テキサス・モータースピードウェイで開催されたインディカー・シリーズ第9戦。9日に1.5マイルオーバルで争われた決勝レースは、スコット・ディクソン(チップ・ガナッシ)が制した。佐藤琢磨(レイホール・レターマン・ラニガン・レーシング)は、7位でレースを終えた。
新エアロとなっても2デイ開催のテキサス戦。しかも、プラクティスは気温が摂氏35度、路面温度は57度にもなる日中で、レースは夕刻から夜間にかけての開催となり気温差は大きい。ここまで難しくする必要は果たしてあるのかと疑いたくなるくらいだ。
日中に行われた予選ではチーム・ペンスキーが強く、1-2-3を獲得。2連続ラップで平均220.613nmphをマークしたジョセフ・ニューガーデンがポールポジションで、2番手がシモン・パジェノー、3番手がウィル・パワーという順番だった。3人がコンマ1秒以下の差の中に収まっていた。
インディ500同様にここでもシボレーがパワーの優位なのか……というとそうでもなくインディ500で速さを見せたエド・カーペンター・レーシングは14、18番手と低迷。AJフォイトの地元レースでトニー・カナーン(AJ・フォイト・レーシング)が予選6番手と奮闘し、拍手を浴びていた。

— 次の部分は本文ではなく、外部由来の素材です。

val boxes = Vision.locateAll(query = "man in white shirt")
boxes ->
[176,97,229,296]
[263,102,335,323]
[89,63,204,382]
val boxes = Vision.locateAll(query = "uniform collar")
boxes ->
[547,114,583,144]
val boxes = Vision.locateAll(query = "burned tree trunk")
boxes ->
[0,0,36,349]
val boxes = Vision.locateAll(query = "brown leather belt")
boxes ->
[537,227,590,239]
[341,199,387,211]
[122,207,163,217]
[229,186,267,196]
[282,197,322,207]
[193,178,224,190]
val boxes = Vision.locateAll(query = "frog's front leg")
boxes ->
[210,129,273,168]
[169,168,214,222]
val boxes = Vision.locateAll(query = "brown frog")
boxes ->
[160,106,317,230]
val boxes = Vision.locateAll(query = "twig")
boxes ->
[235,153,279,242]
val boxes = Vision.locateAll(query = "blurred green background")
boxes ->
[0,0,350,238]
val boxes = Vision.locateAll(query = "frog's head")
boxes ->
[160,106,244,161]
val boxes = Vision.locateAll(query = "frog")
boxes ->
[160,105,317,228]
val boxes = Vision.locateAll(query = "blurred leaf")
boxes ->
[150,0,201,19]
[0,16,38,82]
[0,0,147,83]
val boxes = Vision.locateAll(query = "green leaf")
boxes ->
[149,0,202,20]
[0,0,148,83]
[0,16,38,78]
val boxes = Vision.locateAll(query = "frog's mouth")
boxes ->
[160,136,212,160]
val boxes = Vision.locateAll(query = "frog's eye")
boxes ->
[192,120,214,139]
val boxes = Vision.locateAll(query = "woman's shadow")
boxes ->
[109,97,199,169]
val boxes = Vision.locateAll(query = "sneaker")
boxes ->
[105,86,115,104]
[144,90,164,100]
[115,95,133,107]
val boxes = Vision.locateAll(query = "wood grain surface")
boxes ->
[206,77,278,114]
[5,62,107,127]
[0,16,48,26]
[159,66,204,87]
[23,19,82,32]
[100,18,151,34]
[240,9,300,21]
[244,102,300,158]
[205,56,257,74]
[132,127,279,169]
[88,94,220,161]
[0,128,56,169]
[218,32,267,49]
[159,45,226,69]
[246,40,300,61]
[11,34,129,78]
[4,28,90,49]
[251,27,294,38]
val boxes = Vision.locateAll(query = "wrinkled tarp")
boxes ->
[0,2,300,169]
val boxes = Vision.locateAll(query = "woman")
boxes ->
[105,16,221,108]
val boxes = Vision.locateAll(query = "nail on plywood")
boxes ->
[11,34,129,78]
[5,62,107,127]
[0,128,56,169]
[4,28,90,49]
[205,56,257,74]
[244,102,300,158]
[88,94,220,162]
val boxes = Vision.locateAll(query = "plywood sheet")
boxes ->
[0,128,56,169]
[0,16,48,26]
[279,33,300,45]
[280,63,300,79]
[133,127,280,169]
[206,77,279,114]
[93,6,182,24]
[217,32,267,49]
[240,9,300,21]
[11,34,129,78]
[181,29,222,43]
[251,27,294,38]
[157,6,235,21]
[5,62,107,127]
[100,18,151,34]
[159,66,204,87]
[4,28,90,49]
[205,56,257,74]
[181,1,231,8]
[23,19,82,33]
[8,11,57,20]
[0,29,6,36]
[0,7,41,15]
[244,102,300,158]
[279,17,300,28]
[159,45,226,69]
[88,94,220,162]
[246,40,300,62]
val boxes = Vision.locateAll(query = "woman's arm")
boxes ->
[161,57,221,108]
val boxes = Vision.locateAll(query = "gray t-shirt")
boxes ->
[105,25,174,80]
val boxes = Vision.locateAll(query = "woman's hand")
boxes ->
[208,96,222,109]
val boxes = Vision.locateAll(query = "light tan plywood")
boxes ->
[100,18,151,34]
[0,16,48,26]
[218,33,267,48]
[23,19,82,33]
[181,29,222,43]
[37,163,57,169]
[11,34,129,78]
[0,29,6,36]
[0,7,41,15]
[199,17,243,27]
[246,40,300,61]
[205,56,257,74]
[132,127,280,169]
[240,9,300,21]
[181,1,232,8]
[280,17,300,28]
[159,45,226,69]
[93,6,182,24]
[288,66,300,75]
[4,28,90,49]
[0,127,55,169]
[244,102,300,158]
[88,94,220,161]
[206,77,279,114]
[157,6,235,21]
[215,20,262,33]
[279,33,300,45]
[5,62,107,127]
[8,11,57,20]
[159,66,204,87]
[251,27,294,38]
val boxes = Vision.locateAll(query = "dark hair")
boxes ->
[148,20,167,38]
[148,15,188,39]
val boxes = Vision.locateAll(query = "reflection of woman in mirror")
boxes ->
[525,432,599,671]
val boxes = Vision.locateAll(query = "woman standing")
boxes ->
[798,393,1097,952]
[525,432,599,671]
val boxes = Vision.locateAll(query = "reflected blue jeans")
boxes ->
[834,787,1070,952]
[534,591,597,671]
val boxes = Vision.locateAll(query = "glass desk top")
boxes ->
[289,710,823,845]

ホンダ勢はルーキーのロバート・ウィケンス(シュミット・ピーターソン・モータースポーツ)の4番手が最上位。PPとは0.2250秒と結構な差があった。次が5番手のセバスチャン・ブルデー(デイル・コイン)だった。
カナーンの後ろの7番手はスコット・ディクソンで、8番手はアレクサンダー・ロッシ(アンドレッティ・オートスポート)、そして、9番手は佐藤琢磨(レイホール・レターマン・ラニガン・レーシング)。
決勝は9日夜7時45分過ぎのスタート。気温は34度と高いが、陽が西に傾いてコースの大半はグランドスタンドの影に入る。路面温度は43度から始まってゴール時には37度に下がってた。
スタートからニューガーデンは順調にトップを保っていたが、タイヤのトレッド面が剥離する症状が出てピットに入り、そこからは苦しい戦いに終始した。最後のリスタートでフライングを冒して13位でのゴールとなった。
ニューガーデンの後退後は予選2番手のパジェノー、予選4番手のウィケンスがバトル。カナダ人ルーキーは超高速オーバルでも速く、100周目にはトップに立つ。しかし、初優勝がオーバル……ということにはならなかった。
3番手走行中だった終盤戦、エド・カーペンター(エド・カーペンター・レーシング)のインに飛び込んだが、相手が降りてきて接触。2台揃ってクラッシュしリタイアとなった。
予選3番手だったパワーもマシンのハンドリングに苦しみ、最終的にはルーキーと接触してリタイア。アウト側からオーバーテイクを仕掛けて来たザッカリー・クレイマン・デメロ(デイル・コイン)に気づかなかったのだ。
「ピットから無線で指示が出ている最中でスポッターの声が聞こえなかった。アウトに来たのを知らなかったんだ。ルーキーの彼が悪いんじゃない。こういうこともあるのがレース。次からまた頑張る」とパワーは話した。
予選7番手だったディクソンは、1回目のピットストップの後にスピードアップした。113周目にはパジェノーを抜いてウィケンスのうしろ2番手に浮上。2回目のピットストップを終えるとトップに立った。
ピット作業の速さも味方につけてのことだったが、それ以上に彼の走りが鋭かった。結局そのスピードは最後まで衰えることはなく、先週のデトロイト・レース1に続くシーズン2勝目をディクソンは挙げ、ポイントリーダーに立った。